‘Chicks’ and ‘Calves’ to Make Vegan Plea in the Face of the Climate Crisis

For Immediate Release:

11 November 2019

Contact:

Radhika Suryavanshi; [email protected]

Hiraj Laljani; [email protected]

Young PETA India and Pune Climate Save Volunteers Will Urge Passers-By to Ditch Planet-Poisoning Meat and Dairy for Next Generations’ Sake

Pune – Just in time for Children’s Day (14 November) and during World Vegan Month, a brigade of young People for the Ethical Treatment of Animals (PETA) India supporters from WiseRoots World School wearing chick and calf costumes will gather around a giant globe in Pune. The children’s message?
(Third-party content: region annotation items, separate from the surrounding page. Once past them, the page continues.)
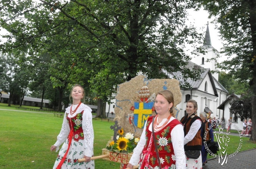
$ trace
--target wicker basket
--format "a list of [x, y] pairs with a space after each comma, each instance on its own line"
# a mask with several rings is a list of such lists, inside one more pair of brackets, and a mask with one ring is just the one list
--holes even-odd
[[109, 157], [108, 158], [104, 158], [104, 159], [108, 161], [111, 161], [116, 162], [124, 164], [128, 164], [129, 163], [130, 159], [132, 155], [132, 153], [118, 153], [116, 152], [110, 151], [106, 148], [102, 149], [102, 155], [109, 154]]

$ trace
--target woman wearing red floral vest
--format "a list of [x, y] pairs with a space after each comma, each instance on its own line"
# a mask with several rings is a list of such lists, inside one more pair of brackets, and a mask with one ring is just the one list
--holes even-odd
[[[54, 169], [94, 168], [93, 156], [94, 138], [91, 109], [81, 101], [84, 100], [84, 90], [75, 85], [70, 92], [73, 104], [66, 109], [60, 132], [57, 141], [51, 148], [51, 151], [59, 149], [64, 142], [55, 161]], [[85, 158], [78, 163], [79, 158]]]
[[[147, 119], [127, 168], [132, 168], [139, 164], [141, 169], [186, 169], [183, 127], [173, 117], [174, 102], [170, 91], [165, 90], [157, 94], [154, 107], [157, 115]], [[153, 137], [156, 139], [159, 161]]]
[[[197, 116], [197, 103], [194, 100], [189, 100], [187, 103], [186, 111], [187, 113], [181, 118], [181, 122], [184, 126], [184, 149], [186, 152], [189, 150], [196, 150], [199, 156], [196, 159], [188, 157], [186, 155], [187, 169], [200, 169], [202, 168], [202, 138], [200, 136], [202, 120]], [[186, 152], [186, 153], [187, 152]]]

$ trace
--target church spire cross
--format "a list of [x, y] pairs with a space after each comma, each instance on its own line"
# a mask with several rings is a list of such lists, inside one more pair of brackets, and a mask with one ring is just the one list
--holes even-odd
[[207, 28], [206, 29], [205, 35], [204, 36], [204, 39], [203, 41], [203, 46], [205, 45], [212, 45], [212, 43], [211, 42], [211, 37], [210, 37], [210, 32], [209, 31], [209, 22], [207, 22]]

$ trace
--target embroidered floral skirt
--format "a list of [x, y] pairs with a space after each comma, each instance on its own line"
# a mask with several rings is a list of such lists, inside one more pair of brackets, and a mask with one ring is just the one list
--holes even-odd
[[[66, 159], [61, 166], [62, 169], [94, 169], [94, 161], [86, 163], [79, 163], [79, 159], [84, 158], [84, 141], [80, 139], [76, 142], [73, 139], [70, 145]], [[67, 151], [68, 147], [68, 141], [67, 139], [63, 144], [56, 159], [53, 169], [56, 169], [62, 157]]]

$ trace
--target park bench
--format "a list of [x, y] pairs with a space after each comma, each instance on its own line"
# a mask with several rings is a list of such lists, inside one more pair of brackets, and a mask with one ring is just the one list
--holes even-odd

Go vegan to save the planet before it’s too late.

When:        Tuesday, 12 November, 4 pm sharp

Where:       Near Westside clothing shop, Fergusson College Road, Deccan Gymkhana, Pune 

“These children know that the global demand for meat is messing up weather systems, killing animals and the planet, and endangering future generations,” says PETA India Campaigns Coordinator Radhika Suryavanshi. “PETA India stands with them as they blaze a better way forward by calling on adults and their own peers to take the simple, life-saving step of going vegan.”
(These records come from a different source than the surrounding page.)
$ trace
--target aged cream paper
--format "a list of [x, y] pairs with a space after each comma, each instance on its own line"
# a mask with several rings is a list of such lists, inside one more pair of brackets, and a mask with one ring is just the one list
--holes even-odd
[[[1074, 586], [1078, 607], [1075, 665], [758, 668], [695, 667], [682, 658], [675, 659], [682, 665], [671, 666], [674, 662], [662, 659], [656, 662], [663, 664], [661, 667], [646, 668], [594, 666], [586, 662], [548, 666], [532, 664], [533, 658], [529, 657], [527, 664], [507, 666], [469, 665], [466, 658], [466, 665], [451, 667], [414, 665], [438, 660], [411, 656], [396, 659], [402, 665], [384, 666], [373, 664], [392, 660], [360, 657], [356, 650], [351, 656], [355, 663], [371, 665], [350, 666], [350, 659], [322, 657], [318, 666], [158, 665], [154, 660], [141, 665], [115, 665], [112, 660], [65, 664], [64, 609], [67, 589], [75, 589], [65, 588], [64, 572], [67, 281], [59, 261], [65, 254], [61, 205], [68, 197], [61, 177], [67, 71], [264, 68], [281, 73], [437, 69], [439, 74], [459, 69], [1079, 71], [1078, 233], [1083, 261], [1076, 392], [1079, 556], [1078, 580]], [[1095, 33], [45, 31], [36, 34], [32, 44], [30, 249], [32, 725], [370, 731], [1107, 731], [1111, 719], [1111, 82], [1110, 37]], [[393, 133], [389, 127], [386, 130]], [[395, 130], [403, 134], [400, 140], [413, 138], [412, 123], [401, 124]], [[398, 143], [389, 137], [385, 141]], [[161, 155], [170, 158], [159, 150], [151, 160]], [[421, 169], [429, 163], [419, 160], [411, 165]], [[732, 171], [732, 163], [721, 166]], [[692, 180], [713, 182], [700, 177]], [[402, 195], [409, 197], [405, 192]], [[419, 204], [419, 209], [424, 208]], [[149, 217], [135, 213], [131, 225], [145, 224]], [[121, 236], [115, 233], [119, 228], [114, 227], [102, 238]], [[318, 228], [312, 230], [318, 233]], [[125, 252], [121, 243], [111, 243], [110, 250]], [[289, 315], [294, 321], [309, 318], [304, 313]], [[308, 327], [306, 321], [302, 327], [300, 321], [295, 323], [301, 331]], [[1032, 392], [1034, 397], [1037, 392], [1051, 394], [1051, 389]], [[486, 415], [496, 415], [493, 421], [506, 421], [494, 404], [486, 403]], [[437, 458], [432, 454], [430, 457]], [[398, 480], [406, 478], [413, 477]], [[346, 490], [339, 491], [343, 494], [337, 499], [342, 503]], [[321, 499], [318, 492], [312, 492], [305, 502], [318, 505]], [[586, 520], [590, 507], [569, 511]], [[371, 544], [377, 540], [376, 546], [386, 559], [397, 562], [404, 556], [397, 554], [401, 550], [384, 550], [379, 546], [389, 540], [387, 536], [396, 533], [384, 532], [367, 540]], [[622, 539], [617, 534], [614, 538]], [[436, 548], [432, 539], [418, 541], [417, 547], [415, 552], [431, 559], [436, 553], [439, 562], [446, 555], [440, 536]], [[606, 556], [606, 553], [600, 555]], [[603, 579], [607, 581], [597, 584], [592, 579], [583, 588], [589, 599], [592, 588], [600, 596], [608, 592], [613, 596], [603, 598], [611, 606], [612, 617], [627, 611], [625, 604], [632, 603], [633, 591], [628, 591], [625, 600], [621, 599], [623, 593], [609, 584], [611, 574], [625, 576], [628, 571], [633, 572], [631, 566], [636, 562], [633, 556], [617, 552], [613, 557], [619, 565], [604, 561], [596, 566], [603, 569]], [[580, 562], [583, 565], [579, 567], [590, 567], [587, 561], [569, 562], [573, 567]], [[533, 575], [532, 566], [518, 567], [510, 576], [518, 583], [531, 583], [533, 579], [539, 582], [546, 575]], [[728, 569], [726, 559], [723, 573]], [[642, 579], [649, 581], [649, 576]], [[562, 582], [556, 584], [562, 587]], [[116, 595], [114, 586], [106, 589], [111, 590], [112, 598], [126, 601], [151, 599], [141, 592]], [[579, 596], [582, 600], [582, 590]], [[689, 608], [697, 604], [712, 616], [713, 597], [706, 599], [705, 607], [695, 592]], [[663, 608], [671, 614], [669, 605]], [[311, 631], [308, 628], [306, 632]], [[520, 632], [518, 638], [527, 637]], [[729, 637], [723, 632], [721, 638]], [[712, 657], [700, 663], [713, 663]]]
The United Nations states that animal agriculture (raising animals for meat, eggs, and dairy) is responsible for more greenhouse-gas emissions than the worldwide transport sector and warns that a global shift to vegan eating is necessary to stem the worst effects of climate change. And a study concluded that the consumption of meat, eggs, and dairy may be the biggest threat to much of the world’s plant and animal life, as a result of the clearing of land to rear animals for these industries and grow the crops to feed them. In addition to helping to combat deforestation, each person who goes vegan spares the lives of nearly 200 animals every year.